US Inflation Likely To Come Down, But Days Of Price Rises Below 2% Are Behind - Investor

WASHINGTON (Pakistan Point News / Sputnik - 13th September, 2022) Inflation in the United States will likely decrease in the short term but is unlikely to fall below the US Federal Reserve's target rate of 2%, CEO of the financial services firm Sovereign Wealth Management Gary Korolev told Sputnik.

"The US is heading towards slower growth and a likely recession. That is continuing to signal that they will keep fighting inflation, and as long as employment continues to be relatively strong it only gives the Fed cover to continue with hawkish monetary policy," Korolev said. "Inflation will likely come down even drastically over the short term, however, the days of consistent below 2% inflation are likely behind us."
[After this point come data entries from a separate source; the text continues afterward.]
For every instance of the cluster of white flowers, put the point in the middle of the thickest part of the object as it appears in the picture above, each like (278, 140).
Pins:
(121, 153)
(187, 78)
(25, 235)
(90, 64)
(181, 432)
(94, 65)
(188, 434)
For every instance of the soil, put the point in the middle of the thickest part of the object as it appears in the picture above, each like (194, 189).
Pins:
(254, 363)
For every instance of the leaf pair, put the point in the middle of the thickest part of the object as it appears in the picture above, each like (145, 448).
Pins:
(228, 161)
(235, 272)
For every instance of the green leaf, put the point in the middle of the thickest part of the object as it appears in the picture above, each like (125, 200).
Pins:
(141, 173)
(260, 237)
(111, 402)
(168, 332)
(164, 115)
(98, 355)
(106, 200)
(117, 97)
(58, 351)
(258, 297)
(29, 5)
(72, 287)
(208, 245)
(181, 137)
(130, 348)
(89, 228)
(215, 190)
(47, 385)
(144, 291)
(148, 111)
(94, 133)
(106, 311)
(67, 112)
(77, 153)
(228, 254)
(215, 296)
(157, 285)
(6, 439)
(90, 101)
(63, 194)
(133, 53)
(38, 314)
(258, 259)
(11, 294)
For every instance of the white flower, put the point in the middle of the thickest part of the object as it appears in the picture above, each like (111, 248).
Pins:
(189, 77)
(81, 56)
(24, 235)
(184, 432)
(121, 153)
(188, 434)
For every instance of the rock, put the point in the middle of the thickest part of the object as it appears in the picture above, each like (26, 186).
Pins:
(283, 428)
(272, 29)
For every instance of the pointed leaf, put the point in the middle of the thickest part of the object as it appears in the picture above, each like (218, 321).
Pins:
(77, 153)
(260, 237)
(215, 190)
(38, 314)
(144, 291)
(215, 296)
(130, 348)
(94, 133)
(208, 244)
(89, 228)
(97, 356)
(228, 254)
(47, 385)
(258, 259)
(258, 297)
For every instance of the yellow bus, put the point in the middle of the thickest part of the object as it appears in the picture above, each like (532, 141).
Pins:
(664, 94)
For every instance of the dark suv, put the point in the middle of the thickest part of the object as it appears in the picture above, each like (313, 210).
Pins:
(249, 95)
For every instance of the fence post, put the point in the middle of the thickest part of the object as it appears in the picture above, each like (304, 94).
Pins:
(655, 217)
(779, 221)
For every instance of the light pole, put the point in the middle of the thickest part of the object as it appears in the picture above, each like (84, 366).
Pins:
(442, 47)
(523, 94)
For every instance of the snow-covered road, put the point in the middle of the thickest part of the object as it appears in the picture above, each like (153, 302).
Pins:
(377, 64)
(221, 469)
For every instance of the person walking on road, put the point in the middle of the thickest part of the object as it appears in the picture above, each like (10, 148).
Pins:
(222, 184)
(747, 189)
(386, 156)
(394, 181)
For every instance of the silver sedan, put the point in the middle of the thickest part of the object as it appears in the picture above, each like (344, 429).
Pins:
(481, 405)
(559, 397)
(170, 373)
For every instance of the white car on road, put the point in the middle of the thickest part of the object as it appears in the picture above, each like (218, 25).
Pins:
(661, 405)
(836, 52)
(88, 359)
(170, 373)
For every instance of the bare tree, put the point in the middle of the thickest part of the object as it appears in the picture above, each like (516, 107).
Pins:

Korolev believes that recession is the likely outcome of the Fed's ongoing monetary policy moves.

"The most lagging indicator of a recession is unemployment. Given that it takes quite a while for companies to react and unwillingly let employees go," he explained. "The peak in unemployment often shows up well after the economy has already started improving. As you can see, the unemployment rate often peaks right at the end or even well after the recession is already over."

The Fed has raised rates by 225 basis points in four increases since March, with two back-to-back 75 basis point hikes in June and July, to curb runaway inflation.

US prices have been growing at around four-decade highs since late last year, although the closely watched Consumer price Index, or CPI, slowed to an annualized rate of 8.5% in July from a peak of 9.1% in June. The next CPI reading, for August, is due on Sept. 13.

The Fed's target for inflation is a mere 2% a year and it has vowed to raise interest rates as much as necessary to achieve that.

Economists have cautioned that the Fed could end up pushing the United States into a deep economy with its sharpest rate hikes in four decades, saying the high-flying housing sector and one-time ebullient stock market could be major victims.

Preliminary estimates show the GDP likely contracted by 0.6% in the second quarter after a 1.6% slowdown in the first quarter. Two straight quarters of GDP growth typically places an economy in a recession.